[dns-operations] After Google Mail, Google Docs, Google Wave... Google DNS
Lutz Donnerhacke
lutz at iks-jena.de
Fri Dec 4 10:22:05 UTC 2009
* Phil Pennock wrote:
> FAQ:
> http://code.google.com/speed/public-dns/faq.html
The DDoS considerations looks strange to me:
- From the Chrome documentation I expect about 200 queries on startup
due to DNS prefetching for favorites and startup sites.
- The main argument for NXDOMAIN rewriting at ISP level is: "Do you
want to spend the money to Google or to us?" Google DNS aims to the
customers of such ISPs. In this case Google plays the "good guy" card.
- Google has to expect a lot of customers behind NAT. So they had to set
the minimum rate limit to about 1000 queries per second and IP.
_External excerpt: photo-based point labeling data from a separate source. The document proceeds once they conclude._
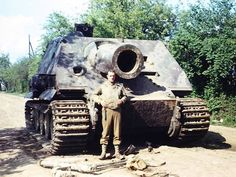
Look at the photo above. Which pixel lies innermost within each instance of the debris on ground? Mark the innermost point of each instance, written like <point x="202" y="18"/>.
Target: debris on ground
<point x="130" y="150"/>
<point x="71" y="167"/>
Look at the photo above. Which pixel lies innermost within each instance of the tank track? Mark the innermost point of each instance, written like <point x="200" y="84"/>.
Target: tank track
<point x="29" y="121"/>
<point x="70" y="125"/>
<point x="195" y="119"/>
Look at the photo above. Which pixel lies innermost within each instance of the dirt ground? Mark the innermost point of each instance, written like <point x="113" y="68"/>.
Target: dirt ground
<point x="22" y="151"/>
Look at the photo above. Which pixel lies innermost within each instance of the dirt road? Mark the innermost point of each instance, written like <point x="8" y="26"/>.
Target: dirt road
<point x="21" y="151"/>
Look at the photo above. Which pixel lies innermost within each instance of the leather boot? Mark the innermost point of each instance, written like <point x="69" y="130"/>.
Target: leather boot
<point x="103" y="154"/>
<point x="117" y="153"/>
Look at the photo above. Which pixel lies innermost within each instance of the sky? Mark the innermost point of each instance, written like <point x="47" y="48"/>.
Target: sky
<point x="21" y="18"/>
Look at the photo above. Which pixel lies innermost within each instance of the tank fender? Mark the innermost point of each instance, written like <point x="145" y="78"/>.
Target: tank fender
<point x="48" y="94"/>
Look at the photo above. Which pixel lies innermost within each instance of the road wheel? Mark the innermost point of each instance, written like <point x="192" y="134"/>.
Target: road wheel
<point x="41" y="121"/>
<point x="47" y="126"/>
<point x="36" y="120"/>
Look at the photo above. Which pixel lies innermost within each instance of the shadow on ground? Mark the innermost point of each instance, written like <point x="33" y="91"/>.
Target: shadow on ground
<point x="18" y="148"/>
<point x="212" y="140"/>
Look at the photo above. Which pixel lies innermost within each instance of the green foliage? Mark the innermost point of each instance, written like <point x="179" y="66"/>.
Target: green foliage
<point x="205" y="45"/>
<point x="4" y="65"/>
<point x="57" y="25"/>
<point x="136" y="19"/>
- For a DDoS DNS amplification the attacker aims to overload the network,
not an host. So a whole /20 is usable to attack the uplink. This results
in about 4 mio queries per second.
- Let's assume a large response of 1000 bytes. This results in about 30 Gbps
attack volume with is within the rate limit ...
- Thanks to anycasting inside the Google network, the servers will not notice
such high query rates, the rate limit is enforces per anycast node.